Glen Wheeler from the School of Mathematics and Applied Statistics has been awarded the biennial Peter Schwerdtfeger award for outstanding achievement of an early career researcher at a formal dinner event at Te Papa, the National Museum in New Zealand by the German ambassador to New Zealand. This award is given once every two years, is awarded according to merit, and spans all scientific disciplines and it is the first time the award has gone to mathematics.

The citation includes the statements:

Dr Wheeler is an outstanding young Australian mathematician specialising in the area of nonlinear partial differential equations. Most of his research has been concerned with the motion of surfaces through their curvatures (called curvature flow), which has been one of the cutting edge areas of contemporary mathematics for many years, following crucial pioneering work done in Australia in the 1980s. As well as its intrinsic mathematical development, research in this topic has led to substantial technological advances including in semiconductor design, image processing and relativity theory. In a short time, Dr Wheeler has achieved a formidable international reputation.

Dr Glen Wheeler graduated with a PhD from the University of Wollongong for a thesis entitled “Fourth Order Geometric Evolution Equations” in 2010. He was awarded a Deutsche Akademischer Austausch Dienst (DAAD) Research Fellowship for Young Scientists in 2008 for a project entitled “The Surface Diffusion Flow” and an Alexander von Humboldt Fellowship in 2010 for a project entitled “Higher Order Curvature Flow of Curves and Hypersurfaces” at the Otto-von-Guericke-University Magdeburg. He has also been a Visiting Fellow at the Max Planck Institute Golm, the Free University Berlin, ETH Zurich, Stanford University, MSC Tsinghua University in Beijing and the Korean Institute for Advanced Study, Seoul. He returned to a position of Research Associate at the University of Wollongong in 2012 and was promoted to Lecturer in 2015.

Dr Wheeler is an outstanding young Australian mathematician specializing in the area of nonlinear partial differential equations. Most of his research has been concerned with the motion of surfaces through their curvatures (called curvature flow), which has been one of the cutting edge areas of contemporary mathematics for many years, following crucial pioneering work done in Australia in the 1980s. As well as its intrinsic mathematical development, research in this topic has led to substantial technological advances including in semiconductor design, image processing and relativity theory. In a short time Dr Wheeler has achieved a formidable international reputation, mostly derived from his solution of problems arising from surface diffusion flows, and he is frequently a target of overseas invitations, particularly from Japan which is one of the main centres of research in this area. His Humboldt Fellowship was a key factor in his mathematical development as it connected him with some of those early pioneers such as Gerhardt Huisken and Klaus Ecker, who were both key players in the original Australian research in the 1980s.

On top of his research achievements, Glen Wheeler has, in a short time, demonstrated an impressive record of professional service including PhD supervision, currently supervising four PhD students, one completed, and conference organisation.
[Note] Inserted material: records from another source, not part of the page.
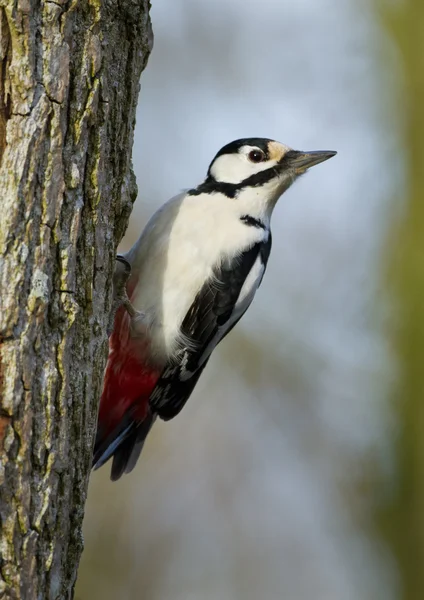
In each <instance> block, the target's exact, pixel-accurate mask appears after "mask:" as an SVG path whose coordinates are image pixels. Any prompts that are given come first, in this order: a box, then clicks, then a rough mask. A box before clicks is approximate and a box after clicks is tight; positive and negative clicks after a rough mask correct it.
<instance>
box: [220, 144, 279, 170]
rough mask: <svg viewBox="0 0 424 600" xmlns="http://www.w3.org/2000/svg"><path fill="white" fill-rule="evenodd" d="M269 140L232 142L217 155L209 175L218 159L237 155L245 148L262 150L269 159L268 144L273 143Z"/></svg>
mask: <svg viewBox="0 0 424 600" xmlns="http://www.w3.org/2000/svg"><path fill="white" fill-rule="evenodd" d="M272 141H273V140H270V139H268V138H240V139H239V140H235V141H234V142H230V143H229V144H227V145H226V146H224V147H223V148H221V150H220V151H219V152H218V153H217V154H216V155H215V157H214V159H213V161H212V162H211V164H210V165H209V169H208V175H209V174H210V170H211V167H212V165H213V163H214V162H215V161H216V159H217V158H219V157H220V156H223V155H224V154H237V153H238V151H239V150H240V148H243V146H253V147H254V148H260V149H261V150H262V152H263V153H264V155H265V159H266V160H268V159H269V153H268V144H269V142H272Z"/></svg>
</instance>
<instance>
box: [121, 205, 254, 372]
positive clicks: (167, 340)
mask: <svg viewBox="0 0 424 600" xmlns="http://www.w3.org/2000/svg"><path fill="white" fill-rule="evenodd" d="M262 237H263V231H262V230H260V229H257V228H255V227H246V225H244V224H243V223H242V222H241V221H240V213H239V208H238V207H237V201H234V200H231V199H229V198H227V197H226V196H223V195H221V194H213V195H208V194H200V195H198V196H187V195H185V194H183V195H181V196H177V197H176V198H174V199H172V200H170V201H169V202H168V203H167V204H165V205H164V206H163V207H162V208H161V209H160V210H159V211H158V212H157V213H156V214H155V215H154V216H153V217H152V219H151V221H150V222H149V223H148V225H147V227H146V229H145V231H144V232H143V234H142V236H141V238H140V240H139V241H138V242H137V244H136V245H135V246H134V247H133V248H132V249H131V251H130V252H129V253H128V255H127V258H128V260H129V261H130V263H131V265H132V269H133V274H138V282H137V285H136V288H135V290H134V293H133V294H132V296H131V300H132V303H133V305H134V307H135V308H136V310H139V311H142V312H143V313H144V314H145V319H144V320H143V323H142V326H143V327H145V326H146V325H147V327H148V330H149V333H150V336H151V352H152V358H153V359H154V360H156V361H157V362H158V363H162V362H164V361H166V360H167V359H169V358H170V357H171V356H172V355H173V354H174V353H175V351H176V350H177V349H178V347H179V344H180V343H181V342H182V340H181V336H180V327H181V324H182V321H183V319H184V317H185V315H186V314H187V311H188V310H189V308H190V306H191V304H192V303H193V300H194V299H195V297H196V294H197V293H198V292H199V290H200V289H201V287H202V285H203V284H204V282H205V281H206V280H207V279H208V278H209V277H210V276H211V274H212V269H213V268H214V266H215V265H217V264H219V262H220V261H221V260H222V259H223V258H229V257H233V256H235V255H237V254H238V253H240V252H242V251H243V250H244V249H245V248H248V247H250V246H252V245H253V244H254V243H255V242H258V241H260V240H261V239H262ZM254 270H255V273H252V277H251V279H252V281H250V276H249V278H248V280H246V284H245V286H244V288H243V290H242V293H241V295H240V300H239V309H240V310H242V312H244V310H245V308H243V306H244V305H245V303H248V304H249V303H250V302H251V299H252V297H253V296H252V293H253V294H254V291H256V287H257V283H256V280H257V279H258V277H261V276H262V273H260V267H259V265H257V268H254V269H252V272H253V271H254ZM246 286H247V287H246Z"/></svg>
His outputs to date include 20 peer-reviewed journal articles, including seven as sole author, five peer-reviewed conference papers and one sole-author book chapter.

Australian Association of von Humboldt Fellows – Peter Schwerdtfeger Award

Activities of the Australian Association

The Australian Association of von Humboldt Fellows (AAvHF) is the official organisation of returned Alexander von Humboldt Fellows in Australia. The Association was formed in 1983, with the encouragement of the Alexander von Humboldt Foundation in Bonn, in order to promote the work of the Foundation amongst the Australian research community, this being primarily to offer research opportunities to Australian scholars to travel to Germany to undertake collaborative research projects within one or more of the many German Research Institutions and with the funding support from the German Federal Government administered by the Alexander von Humboldt Foundation. One of the main activities of the Australian Association is its Biennial Colloquium, typically a two-day forum at which members gather to present their recent research to the Association membership. On occasions these Biennial Colloquia have been held in conjunction with the New Zealand Association of von Humboldt Fellows, as was the case with the most recent Colloquium held at the Royal Society of New Zealand in Wellington, from 17th to 19th November, 2017.

The Peter Schwerdtfeger Award

The award was introduced by the AAvHF in 2010 in order to recognise the academic or professional achievement of AAvHF members in the early career stage of their careers. The award was named after to foundation President of the AAvHF, Professor Peter Schwerdtfeger who was President from 1983 to 2009. To be eligible for the award, a nominee must be a financial member of the AAvHF and have less than ten years full-time (or equivalent) research experience since graduating from his or her doctorate. Applications are called for approximately six months prior to the Biennial Colloquium of the Association and are considered by the Awards Subcommittee of the Association, which usually consists of three members of the current Executive Committee including at least one from amongst the President, Vice-President, Secretary and Treasurer. There can be no more than one Peter Schwerdtfeger Award in any two-year period and the award is normally presented during the Biennial Colloquium.